Esophageal stricture or stenosis is the narrowing of the esophagus caused by a scar or cancer.

Symptoms of Stricture or Stenosis of the Esophagus

The symptoms of stricture are:

  • Difficulty and discomfort in swallowing
  • The feeling that food is stuck on the throat

At first, the patient may not realize that they have difficulty in swallowing, as they automatically compensate by chewing the food more or eating smaller pieces.

Diagnosis of Esophageal Stricture

Tests for stricture include:

  • Upper Endoscopy
    A flexible tube with an attached camera or imaging lens is used to observe the physical narrowing of the esophagus.

  • Barium swallow test

  • Biopsy

Cause of Esophageal Stricture

Causes of esophageal stricture include:

  • Gastroesophageal reflux disease
    Esophageal stricture commonly develops after gastroesophageal reflux disease or GERD, caused by chronic tissue injury because of stomach acid backing up into the esophagus.

  • Toxic or caustic chemicals
    Swallowing toxic or caustic chemicals can cause injury to the tissue which heals with a fibrous scar tissue.

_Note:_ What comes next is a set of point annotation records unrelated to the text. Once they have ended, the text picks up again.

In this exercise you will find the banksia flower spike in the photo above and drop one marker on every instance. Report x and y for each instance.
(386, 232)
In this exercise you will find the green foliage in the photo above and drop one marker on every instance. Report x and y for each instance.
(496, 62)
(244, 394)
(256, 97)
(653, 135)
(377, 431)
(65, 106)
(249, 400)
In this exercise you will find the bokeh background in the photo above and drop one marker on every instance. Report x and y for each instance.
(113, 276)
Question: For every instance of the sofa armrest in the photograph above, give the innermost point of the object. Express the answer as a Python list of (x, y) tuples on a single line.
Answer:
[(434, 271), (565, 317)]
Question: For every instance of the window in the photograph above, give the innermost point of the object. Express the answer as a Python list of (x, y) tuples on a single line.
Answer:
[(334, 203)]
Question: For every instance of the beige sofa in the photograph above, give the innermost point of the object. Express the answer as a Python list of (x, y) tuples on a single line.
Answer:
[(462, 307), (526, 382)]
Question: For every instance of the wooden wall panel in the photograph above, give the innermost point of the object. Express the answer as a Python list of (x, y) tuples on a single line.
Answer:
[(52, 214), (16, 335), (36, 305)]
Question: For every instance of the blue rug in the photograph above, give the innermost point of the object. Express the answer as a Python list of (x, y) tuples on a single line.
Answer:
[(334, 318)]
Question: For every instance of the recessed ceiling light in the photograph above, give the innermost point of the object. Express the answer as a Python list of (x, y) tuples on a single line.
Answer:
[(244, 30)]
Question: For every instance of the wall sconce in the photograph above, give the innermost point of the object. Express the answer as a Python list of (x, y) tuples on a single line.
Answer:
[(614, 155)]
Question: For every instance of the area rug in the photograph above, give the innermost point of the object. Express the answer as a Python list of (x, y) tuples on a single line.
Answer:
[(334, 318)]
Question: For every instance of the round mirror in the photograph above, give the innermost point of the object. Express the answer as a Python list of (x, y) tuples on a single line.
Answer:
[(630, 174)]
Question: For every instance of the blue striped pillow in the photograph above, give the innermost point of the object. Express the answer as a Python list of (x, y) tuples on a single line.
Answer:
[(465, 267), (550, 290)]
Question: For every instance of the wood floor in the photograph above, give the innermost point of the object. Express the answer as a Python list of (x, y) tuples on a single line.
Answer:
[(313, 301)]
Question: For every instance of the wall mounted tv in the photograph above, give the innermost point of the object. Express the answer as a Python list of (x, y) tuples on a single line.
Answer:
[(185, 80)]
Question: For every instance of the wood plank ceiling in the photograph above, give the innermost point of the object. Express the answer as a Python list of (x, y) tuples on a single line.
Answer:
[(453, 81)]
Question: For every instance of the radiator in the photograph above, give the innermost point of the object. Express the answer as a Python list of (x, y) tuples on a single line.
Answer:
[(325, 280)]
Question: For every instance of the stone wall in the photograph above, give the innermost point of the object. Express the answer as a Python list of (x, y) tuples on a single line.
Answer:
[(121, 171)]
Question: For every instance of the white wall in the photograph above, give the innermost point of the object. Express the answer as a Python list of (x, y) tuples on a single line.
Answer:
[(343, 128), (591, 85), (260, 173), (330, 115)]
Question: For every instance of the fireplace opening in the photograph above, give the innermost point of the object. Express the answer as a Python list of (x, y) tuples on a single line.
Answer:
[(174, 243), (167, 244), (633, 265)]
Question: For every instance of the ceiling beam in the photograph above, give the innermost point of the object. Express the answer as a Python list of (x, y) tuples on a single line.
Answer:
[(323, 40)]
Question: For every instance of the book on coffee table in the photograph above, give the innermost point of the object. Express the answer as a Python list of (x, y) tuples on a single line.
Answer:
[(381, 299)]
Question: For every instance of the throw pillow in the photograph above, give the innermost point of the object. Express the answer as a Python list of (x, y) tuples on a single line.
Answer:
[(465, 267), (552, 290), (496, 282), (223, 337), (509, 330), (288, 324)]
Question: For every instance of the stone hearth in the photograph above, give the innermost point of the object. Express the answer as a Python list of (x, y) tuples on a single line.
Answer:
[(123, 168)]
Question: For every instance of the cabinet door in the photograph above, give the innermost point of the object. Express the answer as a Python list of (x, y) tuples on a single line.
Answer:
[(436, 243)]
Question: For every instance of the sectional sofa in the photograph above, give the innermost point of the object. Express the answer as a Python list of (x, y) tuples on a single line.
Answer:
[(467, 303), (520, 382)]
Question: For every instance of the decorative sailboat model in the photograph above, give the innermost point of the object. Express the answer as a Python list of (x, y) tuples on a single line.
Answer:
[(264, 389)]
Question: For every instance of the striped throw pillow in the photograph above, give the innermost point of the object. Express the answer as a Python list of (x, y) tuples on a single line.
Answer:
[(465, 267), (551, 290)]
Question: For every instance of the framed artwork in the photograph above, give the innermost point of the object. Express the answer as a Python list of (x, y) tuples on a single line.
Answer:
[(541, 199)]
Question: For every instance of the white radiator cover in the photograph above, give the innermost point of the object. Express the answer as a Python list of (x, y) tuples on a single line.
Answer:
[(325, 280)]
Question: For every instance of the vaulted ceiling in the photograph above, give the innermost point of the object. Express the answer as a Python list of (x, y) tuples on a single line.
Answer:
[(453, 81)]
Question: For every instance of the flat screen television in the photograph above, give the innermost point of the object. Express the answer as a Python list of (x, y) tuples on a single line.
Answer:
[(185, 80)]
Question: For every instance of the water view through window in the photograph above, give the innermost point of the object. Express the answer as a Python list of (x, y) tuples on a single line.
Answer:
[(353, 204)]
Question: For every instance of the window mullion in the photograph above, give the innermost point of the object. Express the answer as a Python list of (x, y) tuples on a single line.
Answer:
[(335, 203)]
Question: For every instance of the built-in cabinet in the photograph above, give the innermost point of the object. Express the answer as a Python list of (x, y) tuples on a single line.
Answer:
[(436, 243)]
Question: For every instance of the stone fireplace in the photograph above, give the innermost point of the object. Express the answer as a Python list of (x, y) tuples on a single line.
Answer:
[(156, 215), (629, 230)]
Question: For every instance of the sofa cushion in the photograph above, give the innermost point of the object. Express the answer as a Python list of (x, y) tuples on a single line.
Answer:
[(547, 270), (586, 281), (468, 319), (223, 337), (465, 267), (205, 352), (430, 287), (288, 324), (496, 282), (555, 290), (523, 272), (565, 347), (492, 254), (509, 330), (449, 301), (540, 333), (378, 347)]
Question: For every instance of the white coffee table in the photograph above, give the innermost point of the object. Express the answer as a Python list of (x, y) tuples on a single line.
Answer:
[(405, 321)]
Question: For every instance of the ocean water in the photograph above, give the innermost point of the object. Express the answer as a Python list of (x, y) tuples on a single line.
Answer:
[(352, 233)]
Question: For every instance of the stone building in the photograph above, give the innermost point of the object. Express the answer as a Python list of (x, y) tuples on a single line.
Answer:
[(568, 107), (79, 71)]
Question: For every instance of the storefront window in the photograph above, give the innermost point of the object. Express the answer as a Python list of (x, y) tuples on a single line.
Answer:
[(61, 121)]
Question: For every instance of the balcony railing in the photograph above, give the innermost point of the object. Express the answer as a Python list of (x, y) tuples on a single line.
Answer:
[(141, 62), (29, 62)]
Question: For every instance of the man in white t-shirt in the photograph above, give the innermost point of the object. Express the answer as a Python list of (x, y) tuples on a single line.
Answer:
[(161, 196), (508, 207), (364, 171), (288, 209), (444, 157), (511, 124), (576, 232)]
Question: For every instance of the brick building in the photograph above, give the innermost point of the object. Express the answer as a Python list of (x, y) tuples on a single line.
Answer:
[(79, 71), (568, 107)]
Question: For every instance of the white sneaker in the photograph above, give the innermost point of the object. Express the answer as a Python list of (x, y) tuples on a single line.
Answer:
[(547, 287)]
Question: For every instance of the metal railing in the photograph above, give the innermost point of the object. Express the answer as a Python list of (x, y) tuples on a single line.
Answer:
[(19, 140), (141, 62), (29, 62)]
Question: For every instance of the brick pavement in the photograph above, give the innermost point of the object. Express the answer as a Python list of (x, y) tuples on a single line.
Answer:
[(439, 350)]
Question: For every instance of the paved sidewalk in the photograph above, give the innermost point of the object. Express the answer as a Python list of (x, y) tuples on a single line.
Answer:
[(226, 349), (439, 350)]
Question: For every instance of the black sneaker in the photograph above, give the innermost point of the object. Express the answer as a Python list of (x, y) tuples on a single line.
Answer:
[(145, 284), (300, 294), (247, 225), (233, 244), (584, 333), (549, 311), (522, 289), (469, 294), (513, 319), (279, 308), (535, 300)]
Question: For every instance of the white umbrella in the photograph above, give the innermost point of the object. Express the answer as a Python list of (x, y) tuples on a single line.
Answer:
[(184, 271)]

  • Side effects and complications of medications

  • Side effects of a sclerotherapy treatment
    Sclerotherapy is a medical treatment where sclerosing or scarring agent is injected to destroy tissues locally. In some cases, scar tissue develops at the site of injection.

  • Chronic or severe infection

  • Scars from previous surgery

  • Esophageal cancer

Treatments of Esophageal Stricture

To treat stricture, various techniques below are used to enlarge the narrowed opening of the esophagus:

  • Bougie
    A bougie (“boojie”) is a tapered rubber device that flattens the tissue and enlarges the opening of the esophagus.

  • Pneumatic dilator
    A balloon is placed on the narrowed portion and then inflated.

  • Guided wire dilator
    Here, a tapered dilator is threaded through the esophagus with the aid of guided wire during endoscopy.

Note that several treatments may be required, as scar tissues are naturally difficult to eliminate and the stricture itself may recur even after the esophagus opening is widened.